Le loup à la conquête de l’Ouest : photo 2
Le phénomène de dispersion, généralement à l’automne, amène de jeunes loups à étendre l’aire de présence de l’espèce.

Pourtant, ce ne devrait pas être une surprise puisque, depuis des années, l’espèce a franchi la ligne de démarcation figurée par une diagonale Pyrénées-Vosges, et entamé une véritable conquête de l’Ouest et du Nord. Le loup a, pour l’exemple, été observé, et des indices de présences ont été relevés, à de multiples reprises dans la Somme en 2017, et dans l’Aisne voisine. Le phénomène de dispersion est bien connu des naturalistes et amène de jeunes animaux chassés de leur meute à parcourir parfois des centaines de kilomètres depuis leur tanière de naissance.

UN EXPLORATEUR NÉ

Ces raids exploratoires aboutissent à terme à des installations plus durables. Ainsi, en novembre 2019, un loup a été observé en Normandie, en Seine-Maritime, après une absence de près de 130 ans. Pour l’anecdote, et par le plus grand des hasards, Jean-Marc MORICEAU, historien et grand spécialiste des relations homme-loup, sortait au moment un ouvrage sur l’histoire du loup en Normandie, ignorant totalement que l’un d’entre eux avait déjà croqué quelques chevreuils et brebis dans les près du pays de Bray.
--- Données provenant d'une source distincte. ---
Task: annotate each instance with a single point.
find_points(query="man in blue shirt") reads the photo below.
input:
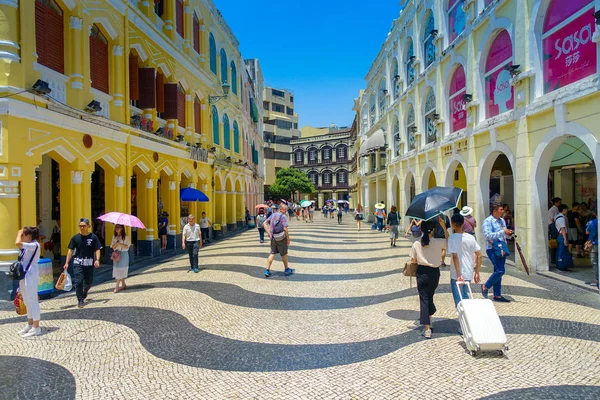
(591, 229)
(495, 230)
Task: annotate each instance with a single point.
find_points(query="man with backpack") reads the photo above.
(276, 227)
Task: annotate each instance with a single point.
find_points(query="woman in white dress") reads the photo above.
(28, 286)
(120, 243)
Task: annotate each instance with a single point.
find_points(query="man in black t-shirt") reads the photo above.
(84, 248)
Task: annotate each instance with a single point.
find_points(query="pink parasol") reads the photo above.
(118, 218)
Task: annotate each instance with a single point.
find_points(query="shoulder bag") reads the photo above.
(16, 271)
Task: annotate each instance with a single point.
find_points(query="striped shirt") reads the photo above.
(493, 230)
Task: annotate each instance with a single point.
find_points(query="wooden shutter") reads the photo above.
(197, 115)
(181, 106)
(179, 17)
(170, 100)
(160, 93)
(147, 88)
(99, 62)
(196, 34)
(134, 83)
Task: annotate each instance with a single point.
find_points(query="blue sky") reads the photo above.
(319, 49)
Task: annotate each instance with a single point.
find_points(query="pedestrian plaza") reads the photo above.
(342, 327)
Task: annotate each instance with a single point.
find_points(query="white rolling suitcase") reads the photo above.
(481, 326)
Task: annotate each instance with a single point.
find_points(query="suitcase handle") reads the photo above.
(460, 291)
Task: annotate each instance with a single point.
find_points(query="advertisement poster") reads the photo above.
(458, 115)
(569, 53)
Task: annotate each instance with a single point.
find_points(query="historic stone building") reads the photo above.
(497, 97)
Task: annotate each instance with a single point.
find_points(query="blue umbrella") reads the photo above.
(191, 194)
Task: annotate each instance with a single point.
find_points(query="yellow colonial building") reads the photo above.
(498, 97)
(116, 105)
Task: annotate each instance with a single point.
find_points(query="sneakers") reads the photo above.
(33, 332)
(484, 291)
(25, 330)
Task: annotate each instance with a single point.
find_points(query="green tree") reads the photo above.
(289, 181)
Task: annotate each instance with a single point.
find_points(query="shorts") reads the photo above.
(279, 247)
(573, 236)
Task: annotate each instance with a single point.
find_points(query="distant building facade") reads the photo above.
(280, 128)
(326, 159)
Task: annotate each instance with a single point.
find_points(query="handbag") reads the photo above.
(16, 271)
(20, 307)
(115, 256)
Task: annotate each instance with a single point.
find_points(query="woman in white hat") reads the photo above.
(470, 223)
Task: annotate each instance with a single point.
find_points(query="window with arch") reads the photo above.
(457, 20)
(49, 35)
(233, 78)
(226, 132)
(456, 106)
(396, 134)
(312, 156)
(499, 93)
(372, 110)
(215, 117)
(342, 177)
(410, 62)
(212, 45)
(411, 128)
(236, 137)
(326, 154)
(342, 153)
(314, 178)
(395, 79)
(382, 93)
(569, 53)
(430, 123)
(428, 46)
(99, 60)
(224, 73)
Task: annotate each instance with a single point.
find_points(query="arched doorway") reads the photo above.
(456, 176)
(565, 168)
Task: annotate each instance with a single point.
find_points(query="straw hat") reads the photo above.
(466, 211)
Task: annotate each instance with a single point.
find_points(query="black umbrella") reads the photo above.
(430, 204)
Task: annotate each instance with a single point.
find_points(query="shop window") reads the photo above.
(233, 78)
(411, 128)
(372, 109)
(236, 137)
(224, 73)
(410, 61)
(569, 53)
(499, 92)
(457, 19)
(99, 60)
(49, 35)
(396, 79)
(179, 16)
(215, 117)
(396, 134)
(181, 106)
(458, 115)
(428, 46)
(226, 132)
(213, 53)
(197, 115)
(196, 34)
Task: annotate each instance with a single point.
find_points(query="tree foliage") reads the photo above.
(290, 180)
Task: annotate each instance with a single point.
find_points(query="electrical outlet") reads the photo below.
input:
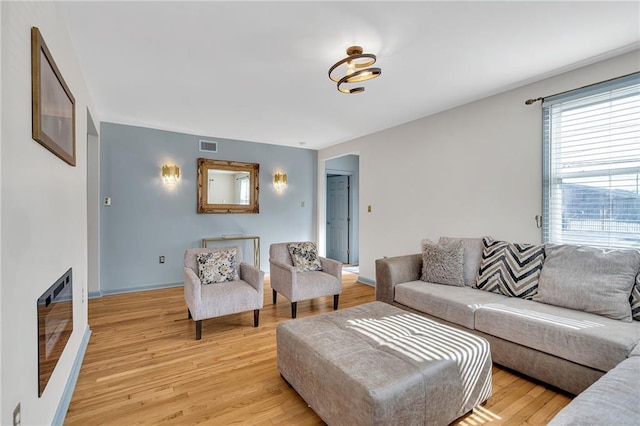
(17, 416)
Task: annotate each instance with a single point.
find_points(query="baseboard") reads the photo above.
(65, 400)
(142, 288)
(366, 281)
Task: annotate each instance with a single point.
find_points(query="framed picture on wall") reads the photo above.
(53, 112)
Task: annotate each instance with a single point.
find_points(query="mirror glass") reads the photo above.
(227, 186)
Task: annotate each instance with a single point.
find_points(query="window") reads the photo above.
(591, 165)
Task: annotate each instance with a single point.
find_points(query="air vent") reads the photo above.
(208, 146)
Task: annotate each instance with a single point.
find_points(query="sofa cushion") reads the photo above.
(305, 256)
(453, 304)
(612, 400)
(218, 266)
(591, 340)
(634, 299)
(442, 263)
(589, 279)
(472, 255)
(509, 268)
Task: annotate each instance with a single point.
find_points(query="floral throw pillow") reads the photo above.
(305, 256)
(635, 299)
(217, 266)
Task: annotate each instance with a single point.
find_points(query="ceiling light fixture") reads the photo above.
(356, 70)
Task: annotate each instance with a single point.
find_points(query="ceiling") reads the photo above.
(257, 71)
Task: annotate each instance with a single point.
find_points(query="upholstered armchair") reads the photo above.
(297, 285)
(218, 283)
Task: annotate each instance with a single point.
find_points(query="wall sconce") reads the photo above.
(170, 173)
(280, 181)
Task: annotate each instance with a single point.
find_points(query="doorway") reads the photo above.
(342, 196)
(338, 218)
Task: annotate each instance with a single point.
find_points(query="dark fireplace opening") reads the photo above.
(55, 324)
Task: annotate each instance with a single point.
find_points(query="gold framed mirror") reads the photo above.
(228, 186)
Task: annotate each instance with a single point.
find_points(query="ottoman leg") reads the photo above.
(286, 381)
(198, 330)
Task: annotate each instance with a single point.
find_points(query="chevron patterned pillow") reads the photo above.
(510, 269)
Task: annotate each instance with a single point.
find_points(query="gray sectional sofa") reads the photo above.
(565, 315)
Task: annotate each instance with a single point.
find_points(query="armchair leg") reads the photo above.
(198, 330)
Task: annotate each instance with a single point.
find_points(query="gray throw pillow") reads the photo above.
(442, 263)
(472, 255)
(510, 269)
(589, 279)
(634, 299)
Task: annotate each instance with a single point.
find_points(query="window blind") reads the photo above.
(591, 165)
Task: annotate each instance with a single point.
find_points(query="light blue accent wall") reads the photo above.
(350, 165)
(148, 218)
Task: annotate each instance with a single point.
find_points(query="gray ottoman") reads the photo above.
(375, 364)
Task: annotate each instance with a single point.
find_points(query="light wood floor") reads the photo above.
(143, 366)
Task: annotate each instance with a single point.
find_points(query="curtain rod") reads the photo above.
(532, 101)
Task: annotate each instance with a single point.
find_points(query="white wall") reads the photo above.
(470, 171)
(43, 213)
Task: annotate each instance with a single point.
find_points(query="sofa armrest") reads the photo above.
(395, 270)
(283, 277)
(332, 267)
(252, 276)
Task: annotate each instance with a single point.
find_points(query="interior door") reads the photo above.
(338, 218)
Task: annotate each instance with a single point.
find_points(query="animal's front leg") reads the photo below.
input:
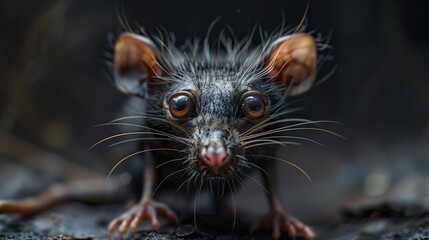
(86, 190)
(146, 209)
(277, 220)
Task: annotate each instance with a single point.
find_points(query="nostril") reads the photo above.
(215, 156)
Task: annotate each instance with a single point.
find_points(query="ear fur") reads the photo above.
(292, 63)
(134, 63)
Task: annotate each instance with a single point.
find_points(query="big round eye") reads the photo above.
(252, 105)
(181, 105)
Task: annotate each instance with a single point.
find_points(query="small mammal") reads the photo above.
(217, 114)
(220, 109)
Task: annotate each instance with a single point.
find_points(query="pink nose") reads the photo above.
(215, 155)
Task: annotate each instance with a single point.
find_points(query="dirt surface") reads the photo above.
(77, 221)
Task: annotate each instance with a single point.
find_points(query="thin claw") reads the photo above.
(125, 226)
(138, 213)
(113, 225)
(153, 217)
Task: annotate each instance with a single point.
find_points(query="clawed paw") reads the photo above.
(138, 213)
(280, 222)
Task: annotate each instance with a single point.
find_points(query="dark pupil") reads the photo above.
(253, 103)
(180, 103)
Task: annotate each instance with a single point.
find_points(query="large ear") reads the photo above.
(292, 63)
(134, 63)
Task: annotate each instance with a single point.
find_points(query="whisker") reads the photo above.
(195, 204)
(272, 143)
(296, 137)
(285, 161)
(154, 117)
(264, 140)
(233, 204)
(169, 161)
(268, 119)
(280, 121)
(134, 133)
(144, 127)
(139, 139)
(136, 153)
(291, 128)
(254, 179)
(168, 176)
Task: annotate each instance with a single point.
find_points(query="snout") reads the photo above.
(214, 155)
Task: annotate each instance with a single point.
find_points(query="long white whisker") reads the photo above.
(285, 161)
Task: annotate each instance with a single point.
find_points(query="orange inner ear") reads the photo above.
(132, 53)
(294, 60)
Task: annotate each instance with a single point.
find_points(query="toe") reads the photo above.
(113, 225)
(125, 226)
(153, 217)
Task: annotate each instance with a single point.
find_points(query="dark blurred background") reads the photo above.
(55, 88)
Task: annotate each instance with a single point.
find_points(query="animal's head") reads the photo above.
(216, 101)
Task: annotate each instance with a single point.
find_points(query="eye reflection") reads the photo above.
(181, 105)
(253, 107)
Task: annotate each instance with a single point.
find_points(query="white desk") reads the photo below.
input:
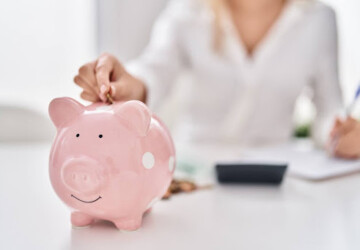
(297, 215)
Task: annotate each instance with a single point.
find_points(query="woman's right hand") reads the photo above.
(108, 75)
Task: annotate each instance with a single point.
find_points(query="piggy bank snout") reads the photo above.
(82, 175)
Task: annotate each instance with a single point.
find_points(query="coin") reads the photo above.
(109, 98)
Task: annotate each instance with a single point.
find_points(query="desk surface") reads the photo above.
(297, 215)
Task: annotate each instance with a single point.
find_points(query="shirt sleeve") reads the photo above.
(162, 60)
(327, 92)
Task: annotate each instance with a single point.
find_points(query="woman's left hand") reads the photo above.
(345, 138)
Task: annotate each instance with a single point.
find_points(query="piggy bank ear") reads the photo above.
(64, 110)
(136, 114)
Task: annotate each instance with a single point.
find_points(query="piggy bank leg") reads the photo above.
(79, 219)
(129, 224)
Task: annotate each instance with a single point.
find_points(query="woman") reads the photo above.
(250, 60)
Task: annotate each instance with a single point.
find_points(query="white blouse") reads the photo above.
(237, 98)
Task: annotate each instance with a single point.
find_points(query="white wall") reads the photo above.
(124, 30)
(43, 42)
(124, 25)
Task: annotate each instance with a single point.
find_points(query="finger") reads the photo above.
(348, 126)
(89, 96)
(103, 70)
(81, 82)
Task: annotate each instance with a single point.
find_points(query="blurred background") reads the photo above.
(45, 41)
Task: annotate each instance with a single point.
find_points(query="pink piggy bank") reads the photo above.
(110, 162)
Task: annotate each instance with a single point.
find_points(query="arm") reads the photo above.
(327, 93)
(146, 79)
(163, 58)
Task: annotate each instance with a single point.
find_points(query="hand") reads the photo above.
(345, 138)
(107, 75)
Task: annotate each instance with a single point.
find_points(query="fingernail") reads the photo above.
(103, 89)
(102, 97)
(112, 90)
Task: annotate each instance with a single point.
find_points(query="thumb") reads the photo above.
(103, 71)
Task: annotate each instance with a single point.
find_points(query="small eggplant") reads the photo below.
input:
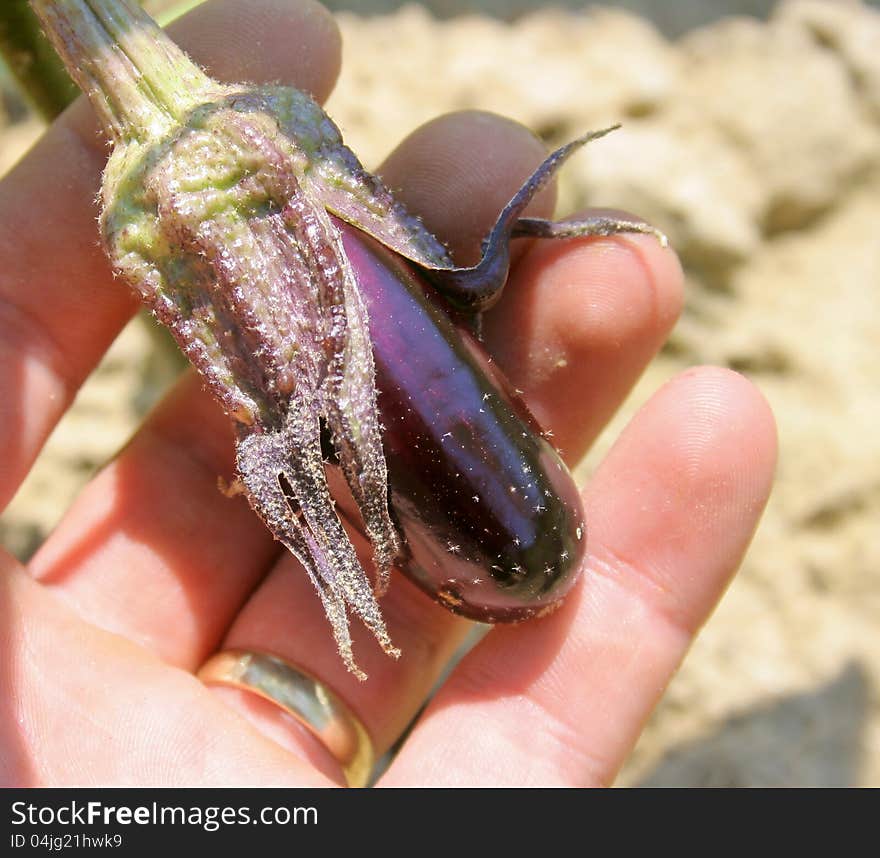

Le loup à la conquête de l’Ouest : photo 3
Le livre historique de Jean-Marc MORICEAU devient d’une étonnante actualité avec le retour avéré du loup dans la région depuis novembre 2019.

UN RETOUR ACCOMPAGNÉ DE MENSONGES

S’il ignorait le retour du loup dans sa région, il était en revanche parfaitement au courant des manipulations orchestrées par les pro-loups fanatiques depuis des années. En raison de son travail universitaire sur la question, il battait en brèche un certain nombre de mensonges ou approximations volontaires de ces derniers. Dans son article du printemps dernier, Dominique CZERMANN listait cinq de ces contre-vérités destinées à présenter la présence du loup en France sous un jour uniquement positif :

  • Avant sa réapparition en France via l’Italie et le Mercantour en 1992, le loup est considéré comme espèce éteinte en France depuis 1937.
    Faux : de 1948 à 1990, au moins 28 loups seront abattus en France.
  • Le loup est arrivé chez nous de lui-même.
    Faux en partie : En 2005, le rapport parlementaire qui valide le retour naturel du loup évoque toutefois « la capture de loups sauvages italiens et leur transport en France » et note « Il est pour le moins surprenant que le Ministère de l’environnement ait officiellement recensé des lâchers clandestins. »
  • Le loup ne s’attaque pas à l’homme. Si des attaques ont eu lieu c’était soit des hybrides, soit des loups enragés.
    Faux : On recense plus de 9000 attaques du prédateur du XVIème au XIXème siècle en France, dont 5695 par des prédateurs sains contre 3308 enragés. Dans le monde moderne, on note 136 attaques mortelles entre 1912 et 1993, mais plus de 160 entre 1993 et 2015 !
  • Il n’y a qu’en France que les éleveurs et les chasseurs se plaignent du loup. En Europe, il est bien accepté partout.
    Faux : De la Suède au Portugal en passant par l’Espagne et l’Italie et même la Suisse, l’Autriche et l’Allemagne, la colère monte et gagne du terrain. Dans le paisible canton du Valais en Suisse, les éleveurs ont manifesté leur colère en déposant des carcasses de bétail devant le siège du WWF.
  • Les attaques sont dues aux chiens errants.
    Faux en majeure partie : Une étude de 2005 concernant la prédation sur les troupeaux du Luberon en l’absence du loup a établi un taux de prédation par les chiens errant de 0,25% par an, très loin des chiffres annoncés par les « pro-loups » entre 2 et 5%. Et quand le loup apparaît, les chiens errants disparaissent. Ce sont ses premières proies.
Le loup à la conquête de l’Ouest : photo 4
Il se passe souvent plusieurs années entre la première apparition d’un loup sur un territoire et la constitution d’une meute.

PARTOUT EN FRANCE

Ces manipulations empêchent l’opinion de se faire une idée éclairée sur le sujet. Plus que le nombre de loups qui fut l’objet d’une polémique ces dernières semaines entre un OFB qui ne dispose pas des moyens suffisants de suivi, et ceux qui relativisent le caractère bénéfique de ce retour, c’est l’expansion spatiale de l’espèce et son implantation durable qui est le véritable enjeu. Or, le loup a d’ores et déjà recolonisé la quasi-intégralité du territoire français comme l’atteste cette carte de l’observatoire du loup, un collectif indépendant réunissant de nombreux spécialistes.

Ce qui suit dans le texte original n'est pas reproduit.